Rubik's Cube Exhibition

  • Strategic counsel on a global traveling exhibition honoring the 40th anniversary of Rubik’s Cube.


Professor Ernö Rubik invented the world’s most popular puzzle, the famous Rubik’s Cube, 40 years ago when Hungary was still behind the Iron Curtain.  With more than 200 million Cubes legally sold to date, the Cube has become an icon, known around the world as a puzzle, design object, mechanical device, metaphor for complexity, three-dimensional mathematical model, and architectural concept. There are Cube speed contests, frequent references to the Cube in popular magazines, and many mathematical and scientific papers about the Cube.


The Cube has inspired works of art, fashion, and design, as well as countless scientific and mathematical treatises. But there has not been a comprehensive, authoritative effort to document its origins, history, scientific, and mathematical characteristics and its social and cultural impact.

The goal was to launch an international exhibition that would travel around the world, stimulate audiences to understand the basic mathematical and design characteristics of the Cube, and demonstrate the role of design in stimulating creativity and innovation. Professor Rubik turned to AKA to determine the feasibility of such an exhibition, and to think through the project’s key elements and design.

AKA's Approach

AKA assembled a group of experts in relevant fields, including exhibition design, mathematics, computer science, and graphic design, to sketch a creative framework for the exhibition, provide research-based financial planning, and assess global development potential.

In a second phase, AKA explored institutional interest in the Rubik’s Cube exhibition in the United States and abroad. The firm reached out to senior executives of major corporations and other prospective funders to discuss the major objectives of the exhibit and to explore their interest in being involved.

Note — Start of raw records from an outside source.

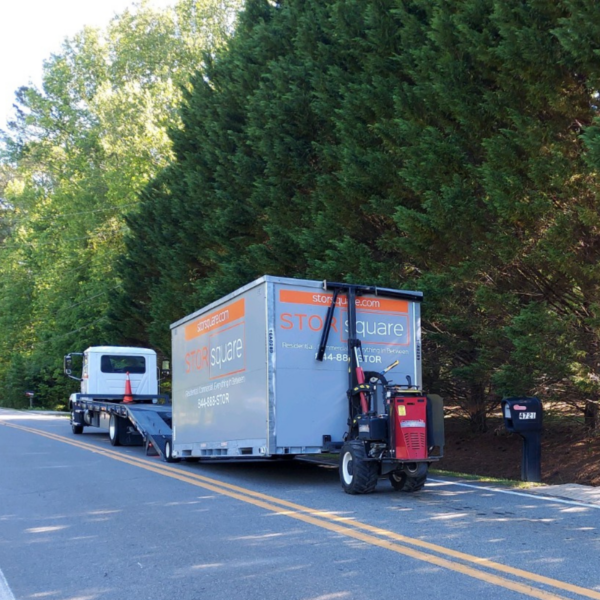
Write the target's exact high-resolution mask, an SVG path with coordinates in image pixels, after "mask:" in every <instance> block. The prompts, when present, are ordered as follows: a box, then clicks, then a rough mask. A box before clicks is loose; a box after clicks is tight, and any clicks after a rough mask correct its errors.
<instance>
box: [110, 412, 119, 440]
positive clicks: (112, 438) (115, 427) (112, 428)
mask: <svg viewBox="0 0 600 600" xmlns="http://www.w3.org/2000/svg"><path fill="white" fill-rule="evenodd" d="M120 434H121V417H118V416H117V415H110V421H109V422H108V439H109V440H110V443H111V445H112V446H120V445H121V440H120V439H119V438H120Z"/></svg>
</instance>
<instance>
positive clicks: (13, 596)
mask: <svg viewBox="0 0 600 600" xmlns="http://www.w3.org/2000/svg"><path fill="white" fill-rule="evenodd" d="M0 600H15V597H14V595H13V593H12V590H11V589H10V587H9V586H8V581H6V577H4V573H3V572H2V569H0Z"/></svg>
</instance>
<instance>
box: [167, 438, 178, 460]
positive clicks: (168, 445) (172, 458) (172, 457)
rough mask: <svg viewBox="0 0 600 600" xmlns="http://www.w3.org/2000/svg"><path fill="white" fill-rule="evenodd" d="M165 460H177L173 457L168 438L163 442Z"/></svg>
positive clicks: (171, 446) (170, 444) (169, 442)
mask: <svg viewBox="0 0 600 600" xmlns="http://www.w3.org/2000/svg"><path fill="white" fill-rule="evenodd" d="M165 462H179V459H178V458H174V457H173V443H172V442H171V441H169V440H167V441H166V442H165Z"/></svg>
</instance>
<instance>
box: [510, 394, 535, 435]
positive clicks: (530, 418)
mask: <svg viewBox="0 0 600 600" xmlns="http://www.w3.org/2000/svg"><path fill="white" fill-rule="evenodd" d="M502 414H503V415H504V424H505V425H506V429H508V431H514V432H515V433H521V432H523V431H541V430H542V403H541V402H540V399H539V398H506V399H505V400H502Z"/></svg>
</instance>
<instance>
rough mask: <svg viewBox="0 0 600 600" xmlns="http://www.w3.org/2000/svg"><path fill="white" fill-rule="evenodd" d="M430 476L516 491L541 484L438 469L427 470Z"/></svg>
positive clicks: (484, 475) (537, 485)
mask: <svg viewBox="0 0 600 600" xmlns="http://www.w3.org/2000/svg"><path fill="white" fill-rule="evenodd" d="M429 474H430V475H439V476H442V477H457V478H459V479H467V480H469V481H479V482H482V483H494V484H496V485H503V486H505V487H513V488H518V489H529V488H532V487H541V486H543V485H544V484H543V483H534V482H532V481H516V480H514V479H500V478H497V477H488V476H486V475H473V474H471V473H458V472H456V471H440V470H438V469H429Z"/></svg>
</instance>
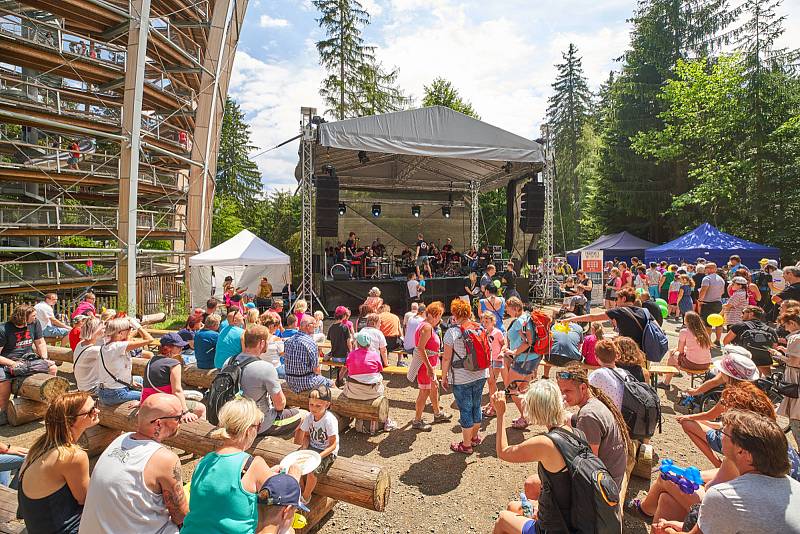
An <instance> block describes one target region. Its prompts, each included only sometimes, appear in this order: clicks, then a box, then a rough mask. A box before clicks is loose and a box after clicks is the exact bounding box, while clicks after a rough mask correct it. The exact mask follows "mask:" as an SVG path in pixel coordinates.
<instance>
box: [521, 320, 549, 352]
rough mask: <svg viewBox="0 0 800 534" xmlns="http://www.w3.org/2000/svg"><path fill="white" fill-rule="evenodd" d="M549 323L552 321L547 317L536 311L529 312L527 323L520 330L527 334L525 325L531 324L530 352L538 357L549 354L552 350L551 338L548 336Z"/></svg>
mask: <svg viewBox="0 0 800 534" xmlns="http://www.w3.org/2000/svg"><path fill="white" fill-rule="evenodd" d="M551 323H552V320H551V319H550V316H549V315H547V314H545V313H542V312H540V311H536V310H533V311H532V312H531V315H530V318H529V320H528V323H527V324H526V325H525V327H524V328H523V329H522V330H523V332H525V333H526V334H527V325H529V324H533V348H532V349H531V352H535V353H536V354H539V355H540V356H543V355H545V354H550V351H552V349H553V337H552V335H551V334H550V324H551Z"/></svg>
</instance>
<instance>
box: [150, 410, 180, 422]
mask: <svg viewBox="0 0 800 534" xmlns="http://www.w3.org/2000/svg"><path fill="white" fill-rule="evenodd" d="M187 413H189V410H185V411H183V412H181V413H179V414H178V415H165V416H164V417H156V418H155V419H153V420H151V421H150V424H151V425H152V424H153V423H155V422H156V421H164V420H170V419H174V420H175V421H180V420H181V419H183V416H184V415H186V414H187Z"/></svg>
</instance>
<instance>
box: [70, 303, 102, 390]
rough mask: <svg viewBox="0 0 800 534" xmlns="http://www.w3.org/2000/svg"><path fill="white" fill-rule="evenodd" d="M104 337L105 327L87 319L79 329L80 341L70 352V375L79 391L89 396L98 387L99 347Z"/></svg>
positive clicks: (95, 319) (95, 317) (99, 366)
mask: <svg viewBox="0 0 800 534" xmlns="http://www.w3.org/2000/svg"><path fill="white" fill-rule="evenodd" d="M105 335H106V326H105V325H104V324H103V322H102V321H100V319H99V318H97V317H89V318H87V319H86V321H85V322H84V323H83V328H81V340H80V342H79V343H78V344H77V345H76V346H75V350H73V351H72V374H73V375H74V376H75V383H76V384H77V386H78V389H79V390H80V391H86V392H88V393H89V394H91V395H95V394H97V392H98V389H99V385H100V369H99V367H100V345H101V344H102V343H103V337H104V336H105Z"/></svg>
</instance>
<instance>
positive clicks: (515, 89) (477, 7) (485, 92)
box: [230, 0, 800, 189]
mask: <svg viewBox="0 0 800 534" xmlns="http://www.w3.org/2000/svg"><path fill="white" fill-rule="evenodd" d="M361 3H362V5H364V7H365V8H366V9H367V11H368V12H369V13H370V15H371V18H372V24H371V25H370V26H369V27H368V28H367V29H366V31H365V39H366V41H367V42H368V43H369V44H373V45H375V46H377V47H378V50H377V56H378V59H379V60H381V61H382V62H383V63H384V65H385V66H387V67H398V68H399V69H400V76H399V85H400V86H401V87H402V88H403V89H404V90H405V91H406V92H407V93H409V94H411V95H412V96H413V97H415V98H416V101H417V102H419V100H420V98H421V96H422V94H423V86H424V85H425V84H428V83H430V81H431V80H433V79H434V78H435V77H437V76H443V77H445V78H447V79H449V80H450V81H452V82H453V84H454V85H455V86H456V87H457V88H458V89H459V91H460V92H461V94H462V96H463V97H465V98H466V99H468V100H469V101H471V102H472V104H473V106H474V107H475V110H476V111H477V112H478V113H479V114H480V115H481V118H482V119H483V120H485V121H487V122H489V123H491V124H494V125H496V126H499V127H501V128H505V129H507V130H509V131H512V132H514V133H517V134H520V135H523V136H525V137H529V138H535V137H538V130H539V124H540V123H541V122H542V118H543V116H544V113H545V109H546V107H547V97H548V96H549V95H550V84H551V83H552V81H553V79H554V77H555V68H554V64H555V63H557V62H559V61H560V60H561V53H562V52H563V51H564V50H566V48H567V46H568V45H569V43H570V42H573V43H575V44H576V45H577V47H578V51H579V53H580V55H581V56H582V57H583V65H584V71H585V73H586V75H587V77H588V78H589V83H590V86H591V87H592V88H593V89H596V88H597V87H598V86H599V85H600V83H601V82H602V81H604V80H605V79H606V78H607V77H608V73H609V71H610V70H611V69H615V68H617V67H618V65H617V63H616V62H614V58H617V57H619V56H620V55H621V54H622V52H623V51H624V50H625V47H626V46H627V44H628V32H629V31H630V27H629V25H628V23H627V19H628V18H629V17H630V16H631V15H632V13H633V9H634V7H635V5H636V2H635V0H560V1H559V0H539V1H538V2H533V1H530V0H483V1H479V0H466V1H456V0H361ZM782 9H783V11H784V13H785V14H787V15H788V18H787V21H786V28H787V31H786V34H785V36H784V41H785V42H784V43H783V44H786V45H789V46H793V47H800V0H785V1H784V4H783V8H782ZM316 18H317V12H316V10H315V9H314V8H313V6H312V5H311V1H310V0H250V2H249V5H248V11H247V15H246V17H245V22H244V29H243V31H242V36H241V39H240V40H239V47H238V50H237V54H236V59H235V62H234V72H233V76H232V79H231V85H230V94H231V96H233V97H234V98H235V99H236V100H237V101H238V102H239V103H240V105H241V106H242V109H243V111H244V112H245V113H246V115H247V119H248V121H249V123H250V126H251V131H252V134H253V142H254V144H255V145H256V146H258V147H259V149H260V150H264V149H267V148H270V147H272V146H275V145H276V144H278V143H280V142H281V141H284V140H286V139H289V138H290V137H293V136H295V135H296V134H297V133H298V131H299V121H300V107H301V106H315V107H317V108H318V109H319V110H320V113H321V112H322V111H323V106H322V104H321V102H320V97H319V93H318V91H319V85H320V81H321V80H322V78H323V77H324V75H325V73H324V71H323V70H322V69H321V68H320V67H319V65H318V55H317V51H316V48H315V43H316V41H318V40H319V39H320V38H321V37H322V36H323V34H322V31H321V30H320V29H319V27H318V26H317V22H316ZM256 162H257V163H258V165H259V168H260V169H261V171H262V173H263V180H264V183H265V184H266V186H267V187H268V188H270V189H275V188H284V189H285V188H291V189H294V187H295V186H296V182H295V180H294V177H293V171H294V166H295V164H296V162H297V142H293V143H291V144H289V145H287V146H286V147H283V148H282V149H278V150H275V151H272V152H270V153H268V154H265V155H263V156H259V157H258V158H257V159H256Z"/></svg>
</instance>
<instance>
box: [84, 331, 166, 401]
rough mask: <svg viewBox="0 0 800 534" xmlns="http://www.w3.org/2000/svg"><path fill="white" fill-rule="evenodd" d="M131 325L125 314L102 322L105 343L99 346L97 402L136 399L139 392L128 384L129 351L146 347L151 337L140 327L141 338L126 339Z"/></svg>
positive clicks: (132, 364) (130, 373)
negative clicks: (97, 394) (118, 316)
mask: <svg viewBox="0 0 800 534" xmlns="http://www.w3.org/2000/svg"><path fill="white" fill-rule="evenodd" d="M132 329H133V326H132V324H131V320H130V319H129V318H128V317H120V318H117V319H111V320H110V321H108V323H106V342H105V343H104V344H103V346H102V347H100V367H99V369H98V373H99V376H98V382H99V385H100V391H99V394H100V402H102V403H103V404H111V405H114V404H122V403H124V402H127V401H129V400H137V401H138V400H139V399H140V398H141V396H142V392H141V391H139V390H138V389H136V387H135V386H134V385H133V384H132V380H133V376H132V375H133V364H132V362H131V354H130V352H129V351H134V350H136V349H139V348H142V347H146V346H147V345H149V344H150V342H151V341H152V340H153V337H152V336H151V335H150V334H149V333H148V332H147V331H146V330H144V329H143V328H140V329H139V331H140V333H141V334H142V335H143V336H144V339H135V340H129V339H128V338H129V336H130V333H131V330H132Z"/></svg>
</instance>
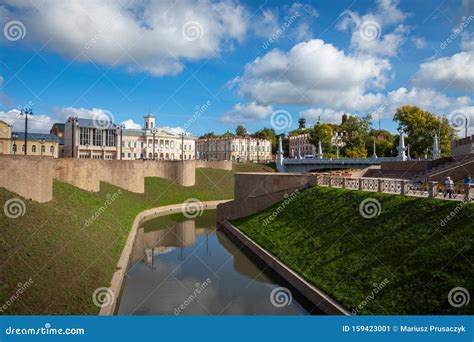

AKA actively involved Professor Rubik throughout the project, working with him to shape key objectives and test conceptual and design ideas, and asking him to meet selectively with key prospects and other interested parties. Professor Rubik made his extensive archive of Cube-related materials available to AKA to support the creative briefs.


After extensive consultation with a variety of leading science museums in the United States and Europe, New Jersey’s Liberty Science Center, with sponsorship from Google, was selected as the initial institutional venue for the exhibition. Liberty built on the AKA creative brief to mount the exhibition, which opened in 2014 and will tour the world for five years thereafter.